For the Lumpia Wrappers
- In a large mixing bowl combines the cornstarch and water. Blend until it is smooth.
- Add eggs, sugar, salt and oil. Mix until the mixture resembles an extremely thin and runny batter.
- Put a 9″ nonstick skillet on a low flame. Lightly spray the exterior of the pan with cooking spray.
- Pour 1/4 cup batter into the pan and gently tilt the pan along all sides to cover it with batter. Cook for approximately 30-40 minutes. If the edges of the batter begin to pull away off the sides and tiny bubbles begin to appear within between the two crepes, carefully flip it over to the opposite side with an emollient. Cook for an additional 10-15 seconds, or till the surface has set.
- Take crepe out of the pan by gently sliding it onto an uncooked plate. Repeat with the remaining batter, making sure to spray the pan regularly with cooking spray that is nonstick while cooking.

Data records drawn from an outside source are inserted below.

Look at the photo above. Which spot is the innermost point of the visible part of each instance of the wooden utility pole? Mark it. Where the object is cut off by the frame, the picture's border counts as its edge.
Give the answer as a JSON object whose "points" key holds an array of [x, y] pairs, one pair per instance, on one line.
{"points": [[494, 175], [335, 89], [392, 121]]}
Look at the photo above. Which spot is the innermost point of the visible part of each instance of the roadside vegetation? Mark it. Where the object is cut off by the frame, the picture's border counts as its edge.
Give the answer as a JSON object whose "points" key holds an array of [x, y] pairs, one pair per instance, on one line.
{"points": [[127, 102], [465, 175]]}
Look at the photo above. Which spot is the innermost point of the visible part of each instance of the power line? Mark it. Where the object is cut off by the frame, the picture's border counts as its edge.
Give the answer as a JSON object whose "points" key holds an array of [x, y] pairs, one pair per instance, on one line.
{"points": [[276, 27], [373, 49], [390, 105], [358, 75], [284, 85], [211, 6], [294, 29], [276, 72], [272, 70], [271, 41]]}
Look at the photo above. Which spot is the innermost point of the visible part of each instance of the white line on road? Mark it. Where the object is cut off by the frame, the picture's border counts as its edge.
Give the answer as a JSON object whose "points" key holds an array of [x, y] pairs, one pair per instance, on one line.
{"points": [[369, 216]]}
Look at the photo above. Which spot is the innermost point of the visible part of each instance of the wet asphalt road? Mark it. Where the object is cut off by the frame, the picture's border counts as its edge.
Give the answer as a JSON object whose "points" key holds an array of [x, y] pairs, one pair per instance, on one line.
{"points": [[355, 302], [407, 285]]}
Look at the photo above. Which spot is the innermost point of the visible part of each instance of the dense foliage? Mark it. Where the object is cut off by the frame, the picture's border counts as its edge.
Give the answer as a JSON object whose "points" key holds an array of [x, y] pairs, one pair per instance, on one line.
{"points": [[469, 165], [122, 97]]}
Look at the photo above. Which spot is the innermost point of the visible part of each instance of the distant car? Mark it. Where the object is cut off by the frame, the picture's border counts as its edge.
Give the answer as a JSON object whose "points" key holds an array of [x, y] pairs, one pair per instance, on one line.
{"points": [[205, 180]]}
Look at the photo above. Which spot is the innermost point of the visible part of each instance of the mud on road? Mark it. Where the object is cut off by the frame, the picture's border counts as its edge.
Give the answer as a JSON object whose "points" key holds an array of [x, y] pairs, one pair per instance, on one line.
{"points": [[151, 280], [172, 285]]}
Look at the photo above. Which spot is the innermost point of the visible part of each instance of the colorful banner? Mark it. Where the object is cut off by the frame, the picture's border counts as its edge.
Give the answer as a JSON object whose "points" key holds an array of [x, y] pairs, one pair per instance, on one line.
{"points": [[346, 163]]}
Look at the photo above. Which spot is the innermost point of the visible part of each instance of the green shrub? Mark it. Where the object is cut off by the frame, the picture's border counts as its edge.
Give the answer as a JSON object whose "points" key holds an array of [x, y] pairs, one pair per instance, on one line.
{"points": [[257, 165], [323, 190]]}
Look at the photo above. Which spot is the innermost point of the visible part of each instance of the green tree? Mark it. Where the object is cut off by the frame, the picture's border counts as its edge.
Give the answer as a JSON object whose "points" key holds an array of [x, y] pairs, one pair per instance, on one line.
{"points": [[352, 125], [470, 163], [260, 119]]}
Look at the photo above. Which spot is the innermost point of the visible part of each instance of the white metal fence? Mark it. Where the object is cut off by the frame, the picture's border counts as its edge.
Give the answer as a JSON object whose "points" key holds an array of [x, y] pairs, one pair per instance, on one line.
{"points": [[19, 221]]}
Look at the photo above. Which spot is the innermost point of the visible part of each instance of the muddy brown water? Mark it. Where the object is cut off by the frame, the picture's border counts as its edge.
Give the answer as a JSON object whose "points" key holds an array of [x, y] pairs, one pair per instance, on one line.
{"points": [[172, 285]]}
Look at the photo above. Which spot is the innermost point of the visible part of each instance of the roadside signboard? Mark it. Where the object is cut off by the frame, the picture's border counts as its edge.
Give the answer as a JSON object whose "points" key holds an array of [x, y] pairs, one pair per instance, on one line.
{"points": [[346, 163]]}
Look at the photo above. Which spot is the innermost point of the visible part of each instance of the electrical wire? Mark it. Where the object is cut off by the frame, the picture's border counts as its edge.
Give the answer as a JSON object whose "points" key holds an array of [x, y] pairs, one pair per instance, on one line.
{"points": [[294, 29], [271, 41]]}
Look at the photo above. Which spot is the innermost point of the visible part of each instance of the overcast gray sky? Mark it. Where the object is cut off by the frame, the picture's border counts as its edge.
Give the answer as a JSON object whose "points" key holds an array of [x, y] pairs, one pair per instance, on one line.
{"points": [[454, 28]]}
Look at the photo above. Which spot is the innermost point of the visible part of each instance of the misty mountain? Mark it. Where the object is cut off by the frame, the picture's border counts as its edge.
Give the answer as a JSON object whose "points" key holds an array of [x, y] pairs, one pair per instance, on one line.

- Place wrappers on a flat surface. place the lettuce leaf on the top. Pour about 1/4 cup of filling into the middle of the wrapper. Fold sides inwards to cover the filling.
- Pour sauce over cooked lumpia. Garnish with more minced garlic and peanuts ground If you wish.
Calories: 469kcal, Carbohydrates: 51g, Protein: 18g, Fat: 23g, Saturated Fat: 5g, Polyunsaturated Fat: 5g, Monounsaturated Fat: 11g, Trans Fat: 1g, Cholesterol: 117mg, Sodium: 1135mg, Potassium: 535mg, Fiber: 4g, Sugar: 25g, Vitamin A: 3438IU, Vitamin C: 8mg, Calcium: 100mg, Iron: 2mg“This website offers approximate nutrition information for your convenience. It is provided as a service only. The nutrition data is collected primarily through data from the USDA Food Composition Database, when available, or other calculators online.”